April 8, 2019 -- For some cancer patients who must travel long distances to get treatment, the journey has become a little easier.
Help is available from Airbnb's Open Homes for Medical Stays program, which was launched during the Biden Cancer Initiative Summit last year in New York City. The program allows hosts to open their homes free of charge to people who are traveling for critical medical treatment or respite.
Now, Airbnb has collaborated with two new partners: the Bone Marrow & Cancer Foundation and the Cancer Support Community, organizations that support critically ill patients. Both groups will now have access to free housing through the Open Homes program.
At times when a home may not be available right away, Airbnb is donating over $1.2 million in grants to the two organizations to help patients and their families pay for housing when traveling for treatment. So far, about 2,000 patients have gotten housing through the initiative.
"The Cancer Support Community fields thousands of calls from individuals who are struggling to cover the cost of traveling for treatments, scans, clinical trials, and other medically necessary care," Cancer Support Community CEO Kim Thiboldeaux said in a news release. "This grant from Airbnb is a game-changer for these patients and caregivers -- and you can hear the relief and gratitude in their voices as they learn about the free housing from the Airbnb community."
To be eligible for free housing, patients must meet certain geographic and economic guidelines.
They must travel at least 100 miles for treatments, scans, clinical trials, and other medically necessary care. They also must meet annual income rules, which vary by household size. For example, for a household of two people, the gross family income cannot exceed $49,380. They must also verify the need for treatment and have the application signed by an oncologist, nurse, or medical social worker.
The medical stays program is part of the larger Open Homes initiative, which helps find temporary housing for vulnerable communities around the world. The idea originated in 2012 in New York City after Hurricane Sandy, when hosts offered free housing to people who were evacuated.

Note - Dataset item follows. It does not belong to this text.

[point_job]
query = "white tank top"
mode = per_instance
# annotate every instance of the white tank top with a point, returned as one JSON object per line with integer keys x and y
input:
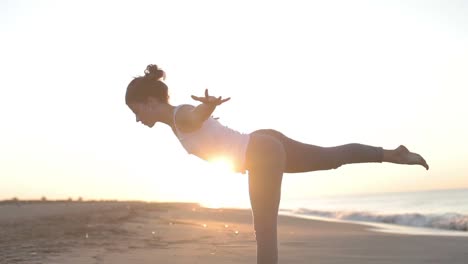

"We know that the cost of temporary accommodations can be a major barrier to receiving treatment for critical illnesses," said Joe Gebbia, co-founder and chief product officer of Airbnb. "Since launching our medical stays program 6 months ago, our team has helped connect thousands of patients with our generous host community to give them homes where they can rest and recuperate."
Airbnb has a goal of temporarily housing 100,000 people in need by 2022.